Club handicap races function as a link to and a celebration of our past, and they are the building blocks of our future.
Each winter season the club holds five club handicap races. In each of these events, trophies are awarded to the winners on handicap. All the trophies themselves have strong links to the club’s past, with each representing their own slice of history. Some trophies were donated as memorials, and others by prominent members, and some, like the Galashiels Shield and Centennial Cup, owe their origins to significant milestones in the club. By keeping these races going we honour the past and the values that make Scottish such a great club to run or walk with.
Handicap races are first and foremost fun social events where members get the opportunity to gather, develop some friendly rivalries, try and outfox the handicapper, and bag an elusive club trophy. Winners of handicap races can be anyone, of any ability in the club, but as winners for the afternoon they will be good-naturedly ribbed as “burglars”. Most of us might get to enjoy this attention once a decade, but a review of the names engraved on the trophies shows that we have some highly skilled members who have been able to pull the wool over the eyes of several handicappers over several years.
Post-race over a cup of tea and then a beer, there is always a lot of banter about what the handicapper was thinking. Does he not know you haven’t run anywhere near your estimated time for years? Doesn’t he know about your current niggle? And what is his problem with predicting the future? The consensus, excluding the winner, of course, is that the handicapper got it wrong. Fortunately, our current handicapper, James Turner, is as thick-skinned as his predecessors, and he, in fact, thrives on this feedback. After all, he always has the next handicap to have the last laugh.
The club races are also a great opportunity to replace a tempo session and practice your race craft. They are spaced out over the year and are a great way to test your fitness, or try different tactics prior to a major event. In a low-key event like these, you can answer your internal question: Does going out hard and trying to hold on works for me, or do I get a better result slowly building up my speed, or am I better at surging during a race? You can also gauge your fitness against others and develop markers on how well you are performing in the bigger races. Some dress rehearsing in these events will lead to better race results in the bigger events.

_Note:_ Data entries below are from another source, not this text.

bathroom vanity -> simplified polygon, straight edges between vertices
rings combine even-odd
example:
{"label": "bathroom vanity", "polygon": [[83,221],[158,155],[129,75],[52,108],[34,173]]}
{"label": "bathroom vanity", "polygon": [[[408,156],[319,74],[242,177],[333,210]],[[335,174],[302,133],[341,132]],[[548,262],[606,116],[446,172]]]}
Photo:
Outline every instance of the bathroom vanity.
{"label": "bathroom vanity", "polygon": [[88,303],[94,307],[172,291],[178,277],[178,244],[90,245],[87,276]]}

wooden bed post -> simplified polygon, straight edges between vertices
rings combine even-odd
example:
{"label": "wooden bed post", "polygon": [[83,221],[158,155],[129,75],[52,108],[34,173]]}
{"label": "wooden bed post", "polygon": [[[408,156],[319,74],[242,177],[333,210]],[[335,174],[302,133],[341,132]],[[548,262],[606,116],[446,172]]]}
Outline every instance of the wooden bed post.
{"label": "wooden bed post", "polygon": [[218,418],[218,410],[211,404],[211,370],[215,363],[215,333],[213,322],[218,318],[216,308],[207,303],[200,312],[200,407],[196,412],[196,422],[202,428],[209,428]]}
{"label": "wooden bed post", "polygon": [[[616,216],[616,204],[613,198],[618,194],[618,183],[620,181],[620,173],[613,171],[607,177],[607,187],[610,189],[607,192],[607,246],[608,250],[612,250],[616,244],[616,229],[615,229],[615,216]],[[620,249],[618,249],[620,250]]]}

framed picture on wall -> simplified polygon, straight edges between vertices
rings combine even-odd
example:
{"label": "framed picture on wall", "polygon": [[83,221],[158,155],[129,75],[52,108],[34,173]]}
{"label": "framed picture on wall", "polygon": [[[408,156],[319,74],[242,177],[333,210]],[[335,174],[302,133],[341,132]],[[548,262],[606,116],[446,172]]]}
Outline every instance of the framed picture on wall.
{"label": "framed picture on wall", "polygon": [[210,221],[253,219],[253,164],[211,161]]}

My favourite handicap event is the Baudinet Cup from the Titahi Bay Surf Club, with a challenging course mixing road, tracks and sand. Several seasons ago, it also provided one of the most memorable and unusual events that I have experience in over 45 years of racing. The race was unfolding as it normally would, until about halfway around the course when we were all stopped by the long arm of the law who with their dogs were searching for a couple of burglars. Our offers to help run down the perpetrator or escort the very nervous young man they had captured back to the station were not accepted by the police. So we had no option but to turn back and return to the clubhouse, where more than one competitor felt that they had been robbed of the trophy that day. We eventually ran the race a few weeks later.
It would be great to see more members participating in these events, and the Management Committee is always open to suggestions as to any changes that will make them a more attractive Saturday option for our members.